I am a nerd, I always read articles on habr.com as well as our contractors’ articles, I mean Oracle, DIS Group. I learn to use new tools, for example, what is OpenStack, how to use it and what benefit it can give us. I completed a project management course in line with IPMA standards and received a certificate. I like two MIT Python programming courses on EdX. They explain the basics, the theory of probability, it’s a 101 course. I took many courses at Sberbank: about product ownership, public speaking, risk management, critical thinking, emotional intelligence. We have a system called Success Factors – you choose the courses available to you and sign up. Some of them are taught at the Corporate University, some are online, which is even more convenient. I recently enrolled in a finance course. It’s not exactly what I work with, but I’m trying to get to know finance better. When you start small, just with the basics, everything seems logical and clear. The same is true for maths — when you don’t understand what n-dimensional spaces are and why they are important, they make zero sense to you. But little by little it all becomes clear.
– What brought you in this area? Were you born into a family of mathematicians?
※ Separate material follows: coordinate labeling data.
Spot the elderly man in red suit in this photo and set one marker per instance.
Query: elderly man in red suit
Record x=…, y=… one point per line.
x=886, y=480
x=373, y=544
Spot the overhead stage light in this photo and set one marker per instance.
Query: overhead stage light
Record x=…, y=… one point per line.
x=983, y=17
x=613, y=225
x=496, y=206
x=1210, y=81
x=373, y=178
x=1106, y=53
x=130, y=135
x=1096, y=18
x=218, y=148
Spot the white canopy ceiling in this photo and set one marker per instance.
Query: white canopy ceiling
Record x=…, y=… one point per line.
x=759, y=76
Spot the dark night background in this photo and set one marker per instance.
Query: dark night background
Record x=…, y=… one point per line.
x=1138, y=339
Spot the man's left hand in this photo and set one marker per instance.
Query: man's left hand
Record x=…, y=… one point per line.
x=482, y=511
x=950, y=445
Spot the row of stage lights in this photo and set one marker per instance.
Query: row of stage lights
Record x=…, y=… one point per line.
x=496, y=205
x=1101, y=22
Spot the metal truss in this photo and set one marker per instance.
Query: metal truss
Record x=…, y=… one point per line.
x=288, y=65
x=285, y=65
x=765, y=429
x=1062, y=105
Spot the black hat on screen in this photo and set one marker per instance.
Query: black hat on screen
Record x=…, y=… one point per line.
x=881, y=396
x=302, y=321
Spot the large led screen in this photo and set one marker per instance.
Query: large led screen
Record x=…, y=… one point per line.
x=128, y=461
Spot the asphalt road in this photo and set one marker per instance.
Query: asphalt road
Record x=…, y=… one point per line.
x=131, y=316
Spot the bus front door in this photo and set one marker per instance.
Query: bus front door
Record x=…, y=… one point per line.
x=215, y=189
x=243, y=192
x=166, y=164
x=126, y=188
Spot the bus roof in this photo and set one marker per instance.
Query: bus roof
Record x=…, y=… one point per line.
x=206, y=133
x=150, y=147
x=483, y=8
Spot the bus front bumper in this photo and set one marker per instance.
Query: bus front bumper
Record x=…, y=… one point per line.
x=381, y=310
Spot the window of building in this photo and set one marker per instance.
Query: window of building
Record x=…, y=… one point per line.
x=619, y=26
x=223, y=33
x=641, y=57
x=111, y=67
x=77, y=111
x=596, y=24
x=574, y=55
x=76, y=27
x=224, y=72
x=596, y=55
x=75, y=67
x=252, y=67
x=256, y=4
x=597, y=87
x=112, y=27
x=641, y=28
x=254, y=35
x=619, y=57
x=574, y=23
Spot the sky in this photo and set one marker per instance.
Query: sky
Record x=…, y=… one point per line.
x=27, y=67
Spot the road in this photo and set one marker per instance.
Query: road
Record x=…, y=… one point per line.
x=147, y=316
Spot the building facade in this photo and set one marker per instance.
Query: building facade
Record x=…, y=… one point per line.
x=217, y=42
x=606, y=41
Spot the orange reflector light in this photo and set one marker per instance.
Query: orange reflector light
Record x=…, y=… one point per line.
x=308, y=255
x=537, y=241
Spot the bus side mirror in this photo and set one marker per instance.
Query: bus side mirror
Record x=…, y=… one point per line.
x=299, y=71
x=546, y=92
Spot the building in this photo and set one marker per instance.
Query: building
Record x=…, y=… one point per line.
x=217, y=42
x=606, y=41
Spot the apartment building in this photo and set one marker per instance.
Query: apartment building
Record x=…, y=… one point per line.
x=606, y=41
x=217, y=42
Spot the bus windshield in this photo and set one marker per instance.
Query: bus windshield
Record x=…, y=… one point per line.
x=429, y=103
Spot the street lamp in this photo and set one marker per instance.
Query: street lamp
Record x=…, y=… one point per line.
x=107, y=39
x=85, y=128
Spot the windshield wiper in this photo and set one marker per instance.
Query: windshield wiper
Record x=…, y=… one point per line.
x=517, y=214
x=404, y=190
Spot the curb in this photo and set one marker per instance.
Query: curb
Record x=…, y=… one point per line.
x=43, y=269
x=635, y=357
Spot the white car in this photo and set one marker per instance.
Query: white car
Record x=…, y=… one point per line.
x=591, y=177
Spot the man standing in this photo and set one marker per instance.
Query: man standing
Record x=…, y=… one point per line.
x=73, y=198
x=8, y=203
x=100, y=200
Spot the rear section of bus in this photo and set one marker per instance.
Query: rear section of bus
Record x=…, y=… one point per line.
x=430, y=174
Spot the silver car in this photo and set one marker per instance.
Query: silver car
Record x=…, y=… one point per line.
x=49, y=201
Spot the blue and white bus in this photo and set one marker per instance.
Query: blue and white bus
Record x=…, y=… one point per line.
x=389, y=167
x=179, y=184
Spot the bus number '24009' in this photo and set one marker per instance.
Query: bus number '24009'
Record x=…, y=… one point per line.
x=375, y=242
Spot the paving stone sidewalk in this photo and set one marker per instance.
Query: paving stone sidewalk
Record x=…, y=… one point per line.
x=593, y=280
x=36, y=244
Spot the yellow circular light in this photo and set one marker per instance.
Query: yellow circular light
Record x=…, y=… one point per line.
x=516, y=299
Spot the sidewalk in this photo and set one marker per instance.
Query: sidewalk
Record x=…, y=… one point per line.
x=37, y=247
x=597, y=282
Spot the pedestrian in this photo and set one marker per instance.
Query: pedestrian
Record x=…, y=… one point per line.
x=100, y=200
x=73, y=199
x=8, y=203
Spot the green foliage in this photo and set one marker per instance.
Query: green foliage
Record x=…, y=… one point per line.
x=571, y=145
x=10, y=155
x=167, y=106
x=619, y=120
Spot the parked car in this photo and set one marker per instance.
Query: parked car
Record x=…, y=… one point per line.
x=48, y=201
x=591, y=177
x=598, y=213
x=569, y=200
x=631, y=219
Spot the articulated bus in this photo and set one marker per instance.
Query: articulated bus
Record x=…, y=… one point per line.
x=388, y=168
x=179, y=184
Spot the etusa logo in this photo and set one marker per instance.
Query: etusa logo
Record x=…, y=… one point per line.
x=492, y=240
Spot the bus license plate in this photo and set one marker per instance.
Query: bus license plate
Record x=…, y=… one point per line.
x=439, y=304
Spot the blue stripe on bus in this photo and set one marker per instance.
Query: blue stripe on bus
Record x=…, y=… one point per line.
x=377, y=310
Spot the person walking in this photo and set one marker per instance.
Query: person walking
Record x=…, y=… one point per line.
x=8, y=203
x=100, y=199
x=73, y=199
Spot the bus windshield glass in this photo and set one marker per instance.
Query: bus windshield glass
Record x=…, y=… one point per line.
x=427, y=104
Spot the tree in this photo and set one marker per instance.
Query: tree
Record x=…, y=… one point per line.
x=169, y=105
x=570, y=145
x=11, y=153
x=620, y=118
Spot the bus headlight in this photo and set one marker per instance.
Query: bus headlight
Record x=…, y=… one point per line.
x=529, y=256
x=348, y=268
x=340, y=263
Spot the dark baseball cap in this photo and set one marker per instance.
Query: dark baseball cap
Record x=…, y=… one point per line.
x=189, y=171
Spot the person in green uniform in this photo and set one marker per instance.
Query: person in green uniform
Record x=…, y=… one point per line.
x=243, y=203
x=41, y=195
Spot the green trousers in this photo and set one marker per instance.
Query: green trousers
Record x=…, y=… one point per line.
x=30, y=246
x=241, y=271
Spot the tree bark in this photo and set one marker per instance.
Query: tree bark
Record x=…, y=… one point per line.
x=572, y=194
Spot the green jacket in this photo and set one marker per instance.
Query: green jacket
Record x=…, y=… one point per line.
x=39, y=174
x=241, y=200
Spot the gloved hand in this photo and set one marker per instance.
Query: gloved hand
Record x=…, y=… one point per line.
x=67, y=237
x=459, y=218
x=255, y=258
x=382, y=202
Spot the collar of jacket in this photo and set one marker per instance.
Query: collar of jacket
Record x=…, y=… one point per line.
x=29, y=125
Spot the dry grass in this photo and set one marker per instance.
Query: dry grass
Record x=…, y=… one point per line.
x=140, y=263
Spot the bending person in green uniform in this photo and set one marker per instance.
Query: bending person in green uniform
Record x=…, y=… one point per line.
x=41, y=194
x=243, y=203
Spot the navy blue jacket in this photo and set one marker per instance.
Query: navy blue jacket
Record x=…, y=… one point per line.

– My mother is an economics, finance and legal specialist, three in one. My sister is a linguist. My mother’s family are doctors. Though my grandparents were engineers. And I have always been interested in maths; back in school I liked to solve maths problems, take part in contests. Because maths is clear and logical. Unlike linguistics. Take stylistics for example, how am I supposed to know which register the word belongs to? Or at our literature classes we discussed what the author wanted to say with his work, and our teachers seemed to have a different opinion. I always wanted to ask them, ‘How do you know that, did you meet the author in person?’ Soft sciences leave a lot of room for interpretation. While maths is more about ‘either, or’. However there is an opinion that to solve a dead-end problem you need to step back, take a wider look at it and then solve it. It doesn’t always work for me, it takes time to learn to do it.
– What are your career plans and expectations?
– I like being the owner of the product inside various technologies. I love working with data, learning to use new platforms. I’m excited about programming languages and global data architecture in general. I do not consider myself to be a narrow specialist, only an architect or only a data scientist. I’m into multidisciplinary kinds of jobs. If I could, I would be doing blockchain, the Internet of things and robotics at the same time. I also admire Herman Gref’s strategic vision; I would love to learn to recognize potential development vectors, to know what my team should achieve in a certain period. Russia offers a lot of opportunities to professionals in my area. We have great programmers, developers, a lot of bright minds. To give you an idea, FindFace (facial recognition service algorithm) was created by my university friend Artem Kukharenko. He figured out how to optimize algorithms to make them work faster and more efficiently, and became famous.
– What are your hobbies outside of work?
– I do sports and fitness, go to hustle dance classes that take place by the river. I go swimming, travel, when I get away from an interesting task and take vacation leave. I want to learn to surf.